Ok, it's been a little since last post but just a moment ago I tried to use duplicate files finder and didn't get what I wanted, so I have a real-life example so you can help me find a way of doing what I want.

Look at the screenshot. This is what I get after clicking "find". Of course these results are pretty useless as DO selected a bunch of files that are obviously not identical (I also tried to compare files by name and size instead of md5).


If you turn on the MD5 Checksum column, do those files show checksums?

If you push Find again, do you get identical results?

Files larger than 5 MB have "file too large" in md5 column.
I changed comparison method to filename and size but I still get the same result.
I get the same result each time I click "find" button.

FWIW, you can force calculation by selecting them and running GetSizes MD5 or by increasing the size limit in Prefs/Misc/Advanced... But if you're seeing the same thing with just filename+size then the MD5 stuff can't be relevant, so don't worry about that anymore.

[quote]I changed comparison method to filename and size but I still get the same result.
I get the same result each time I click "find" button.[/quote]
Try going up a level from the Duplicate Files results, so you're in coll:// itself, and delete the Duplicate Files collection.

To be sure, fully exit Opus, then open it again and go back to coll:// and verify that the Duplicate Files collection has not come back.

Assuming the collection did not come back by itself, run the duplicate search again (Filename+Size only). Do you get the same results again?

I deleted collection, exit Opus completely (confirmed by clicking "exit" when asked if I really wanted to exit DO), collection wasn't there when opened DO again. I run duplicate finder comparing filename and size and still the same result.

I might need to send you a debug version that outputs some extra information about why those items are being grouped together.

Are you using 32-bit or 64-bit Windows/Opus? (If you want, you can add the info so it appears on the right of each post, by clicking User Control Panel at the top of the page, then the Profile tab. There are drop-downs near the bottom.)

Windows 7 64-bit.
Also, I added info to my profile for future reference.

I might try debug version you mentioned. Is this portable or installable version? Does it make any difference if I install it on virtual machine (it's also Win7 x64)?

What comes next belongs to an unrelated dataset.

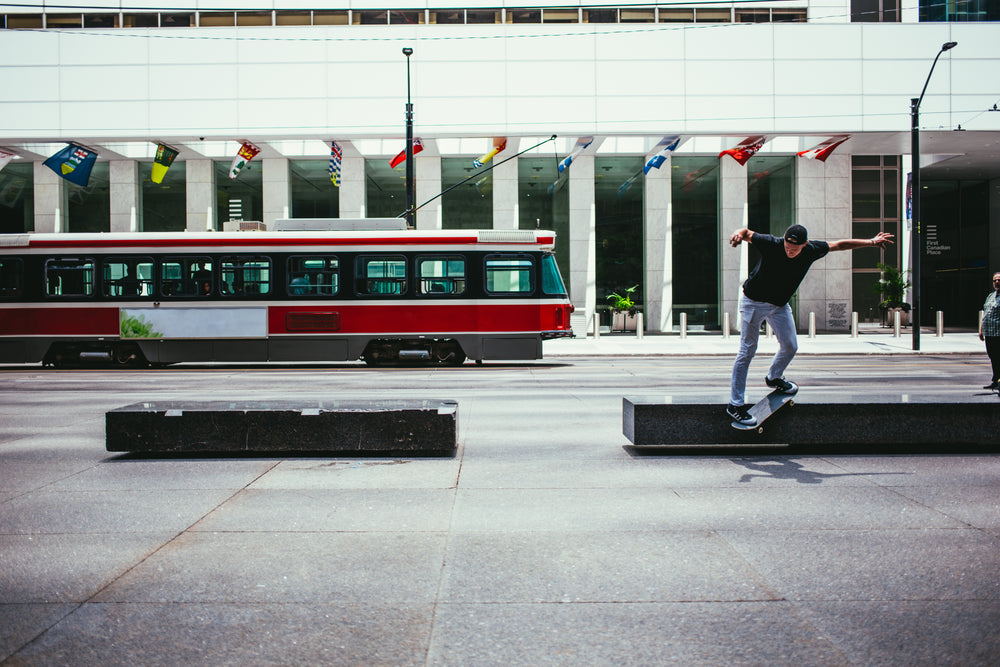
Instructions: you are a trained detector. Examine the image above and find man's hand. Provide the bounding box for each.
[872,232,894,250]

I find this a bit worrying considering I have had a big clearout of images recently. I didn't notice this issue but then I didn't check every file relying largely on MD5. I hope this is just an MPEG issue. Have you tried running a duplicate file finder on images?
Ian

Just a quick test for you (duplicates were made for purpose of testing). Filename+size vs md5 comparison.
Please not that all files except the first one are selected so I guess you would notice.